Ряды фонарей и серые фасады домов проплывают, как декорации дешевого спектакля.
Пешеходы — смазанные пятна цвета: красный плащ, синяя куртка, черный зонт. Деревья в парке — темная, колышущаяся стена.
Скорость заставляет мир за стеклом расплываться, терять четкость.
— Твой отец… — Паша снова говорит, его голос звучит ближе, будто он наклонился. Я чувствую его взгляд, тяжелый, изучающий, скользящий по моему профилю. Он бросает быстрый, цепкий взгляд в зеркало заднего вида. — Зачем он к нам прицепился? — настороженность, смешанная с привычным недоверием к моему отцу.
— Похоже, — выдыхаю я наконец, голос звучит чужим, плоским, — похоже, он собрался умирать, Паш.
Слова висят в воздухе, тяжелые и нелепые. Паша резко поворачивает голову ко мне, потом также резко смотрит на дорогу. Его пальцы сжимают руль крепче, костяшки белеют.
— Что? — Он не понимает.
— Не знаю, — шепчу, глядя на свои руки, сжатые на коленях. — Я так чувствую.
Паша молчит. Только постукивает указательным пальцем по кожаному ободу руля. Тук. Тук. Тук. Ритмично, почти гипнотически. Потом он качает головой, все еще глядя вперед.
— Да уж… — произносит он на выдохе. — Он и мне показался странным.

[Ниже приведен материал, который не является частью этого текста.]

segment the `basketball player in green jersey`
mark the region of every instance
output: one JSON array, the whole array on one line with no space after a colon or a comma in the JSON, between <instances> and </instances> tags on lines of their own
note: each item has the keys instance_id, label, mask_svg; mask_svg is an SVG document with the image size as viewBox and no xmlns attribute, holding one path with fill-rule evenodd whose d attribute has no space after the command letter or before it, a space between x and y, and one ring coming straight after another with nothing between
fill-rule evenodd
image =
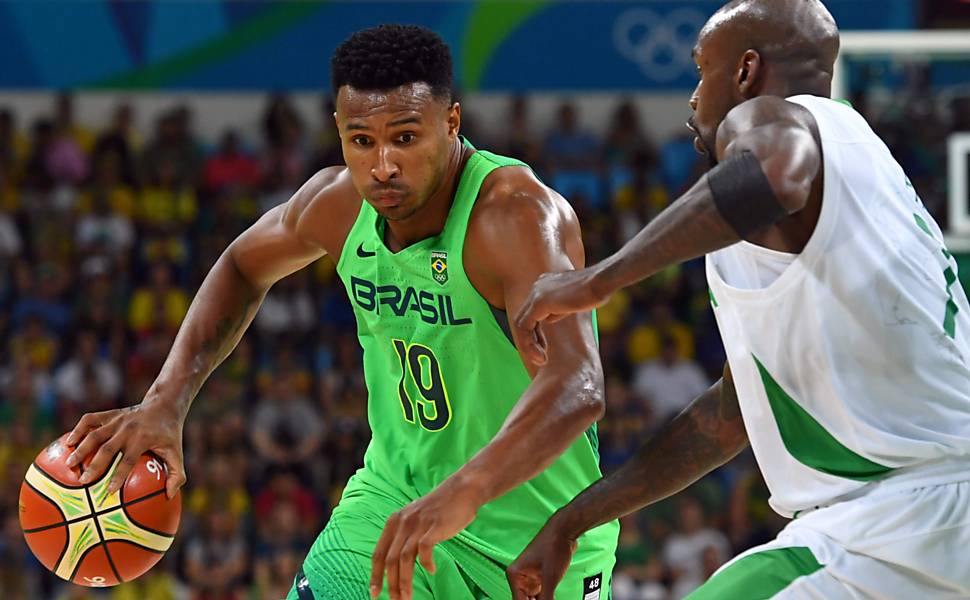
<instances>
[{"instance_id":1,"label":"basketball player in green jersey","mask_svg":"<svg viewBox=\"0 0 970 600\"><path fill-rule=\"evenodd\" d=\"M208 274L141 404L85 415L73 463L112 485L146 450L185 481L182 423L274 282L320 257L357 317L373 438L290 598L509 598L505 568L600 477L603 376L589 312L546 330L526 365L506 314L545 271L583 265L576 216L524 164L459 137L451 58L434 33L360 31L332 59L347 167L311 178ZM583 536L560 598L606 598L617 526ZM420 565L416 562L420 560Z\"/></svg>"}]
</instances>

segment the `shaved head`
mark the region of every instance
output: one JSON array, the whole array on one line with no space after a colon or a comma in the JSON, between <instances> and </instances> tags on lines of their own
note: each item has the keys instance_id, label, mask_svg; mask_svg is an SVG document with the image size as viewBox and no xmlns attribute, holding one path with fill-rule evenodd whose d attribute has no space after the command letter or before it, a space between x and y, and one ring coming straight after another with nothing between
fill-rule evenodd
<instances>
[{"instance_id":1,"label":"shaved head","mask_svg":"<svg viewBox=\"0 0 970 600\"><path fill-rule=\"evenodd\" d=\"M733 50L757 50L766 62L832 75L839 29L819 0L733 0L714 13L698 36L727 35Z\"/></svg>"},{"instance_id":2,"label":"shaved head","mask_svg":"<svg viewBox=\"0 0 970 600\"><path fill-rule=\"evenodd\" d=\"M732 0L697 36L701 81L688 122L695 147L716 162L717 128L728 112L757 96L828 97L839 54L839 28L819 0Z\"/></svg>"}]
</instances>

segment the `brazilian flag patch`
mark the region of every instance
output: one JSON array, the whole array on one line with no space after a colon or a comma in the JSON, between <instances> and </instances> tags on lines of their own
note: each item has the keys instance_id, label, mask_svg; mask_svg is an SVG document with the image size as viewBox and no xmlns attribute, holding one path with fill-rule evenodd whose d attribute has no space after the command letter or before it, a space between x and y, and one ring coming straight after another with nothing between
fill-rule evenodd
<instances>
[{"instance_id":1,"label":"brazilian flag patch","mask_svg":"<svg viewBox=\"0 0 970 600\"><path fill-rule=\"evenodd\" d=\"M435 250L431 253L431 277L444 285L448 282L448 253Z\"/></svg>"}]
</instances>

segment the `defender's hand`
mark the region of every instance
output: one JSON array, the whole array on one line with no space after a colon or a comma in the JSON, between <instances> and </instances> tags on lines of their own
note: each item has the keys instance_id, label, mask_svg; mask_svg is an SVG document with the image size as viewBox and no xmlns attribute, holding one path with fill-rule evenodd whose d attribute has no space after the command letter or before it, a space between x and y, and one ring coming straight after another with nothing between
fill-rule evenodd
<instances>
[{"instance_id":1,"label":"defender's hand","mask_svg":"<svg viewBox=\"0 0 970 600\"><path fill-rule=\"evenodd\" d=\"M512 600L553 600L576 552L576 542L550 521L506 570Z\"/></svg>"},{"instance_id":2,"label":"defender's hand","mask_svg":"<svg viewBox=\"0 0 970 600\"><path fill-rule=\"evenodd\" d=\"M94 459L81 475L81 483L87 483L110 467L115 455L121 452L121 461L108 486L108 492L114 493L124 484L141 455L151 450L168 467L165 492L171 499L185 483L182 421L172 408L150 402L88 413L67 438L68 446L77 446L67 465L73 468L94 453Z\"/></svg>"},{"instance_id":3,"label":"defender's hand","mask_svg":"<svg viewBox=\"0 0 970 600\"><path fill-rule=\"evenodd\" d=\"M609 300L611 293L597 289L598 275L598 268L590 267L578 271L545 273L536 280L532 293L515 318L515 326L521 333L519 339L528 340L522 351L533 363L546 363L542 321L555 323L566 315L592 310Z\"/></svg>"},{"instance_id":4,"label":"defender's hand","mask_svg":"<svg viewBox=\"0 0 970 600\"><path fill-rule=\"evenodd\" d=\"M414 593L415 558L429 573L435 572L432 551L475 519L481 503L467 486L442 483L387 519L371 561L371 598L381 593L384 572L391 600L410 600Z\"/></svg>"}]
</instances>

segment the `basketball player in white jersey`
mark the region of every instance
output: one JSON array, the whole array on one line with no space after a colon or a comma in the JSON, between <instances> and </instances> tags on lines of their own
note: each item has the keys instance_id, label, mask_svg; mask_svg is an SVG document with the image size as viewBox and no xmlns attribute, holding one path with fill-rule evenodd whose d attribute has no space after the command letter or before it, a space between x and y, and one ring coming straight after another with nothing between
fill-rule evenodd
<instances>
[{"instance_id":1,"label":"basketball player in white jersey","mask_svg":"<svg viewBox=\"0 0 970 600\"><path fill-rule=\"evenodd\" d=\"M749 443L792 517L692 599L970 598L970 306L885 144L831 100L818 0L735 0L701 30L690 106L711 171L621 250L545 275L517 326L707 255L724 377L560 509L509 569L551 590L582 532L684 489Z\"/></svg>"}]
</instances>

— Я не хочу его хоронить, Паша, — вырывается у меня, и голос вдруг дрожит, предательски. Я сжимаю губы, чтобы остановить эту дрожь. — Он же… он же должен быть вечным. Вредным, гадким, вечно недовольным стариканом, который всех достает и доживает до ста лет! А то и до ста двадцати! Чтобы все страдали, ненавидели его тихо, а он… бодрился!
Слезы подступают к горлу, горячие и соленые. Я резко наклоняюсь, роюсь в сумочке, сбрасывая на колени кошелек, ключи, пачку салфеток.
Надо позвонить маме. Причина в ней.
— Звоню маме, — отвечаю я, нащупывая прохладный корпус телефона. Пальцы дрожат. Набираю номер. Вслушиваюсь в гудки. — Наверное, они поссорились.
— Твои родители умеют ссориться? — усмехает Паша, но он тоже обеспокоен
Каждый — как удар маленького молоточка по виску.
Ту-ту… Ту-ту…
— Алло? — Голос мамы. Спокойный. Ровный. Ни тени удивления, беспокойства, интереса.
Как обычно
— Мам, что у вас с отцом случилось?
Пауза. Короткая, ледяная.
— Мира, — голос Виктории звучит как стальной прут, обернутый бархатом, — перед тем как задавать такие вопросы, стоит поздороваться с мамой. Где твои приличия?
— Доброе утро, мама, — выдавливаю я.
— Доброе утро, дочка, — отвечает она, и в ее тоне — удовлетворение от соблюденной формальности. — Я тебя слушаю.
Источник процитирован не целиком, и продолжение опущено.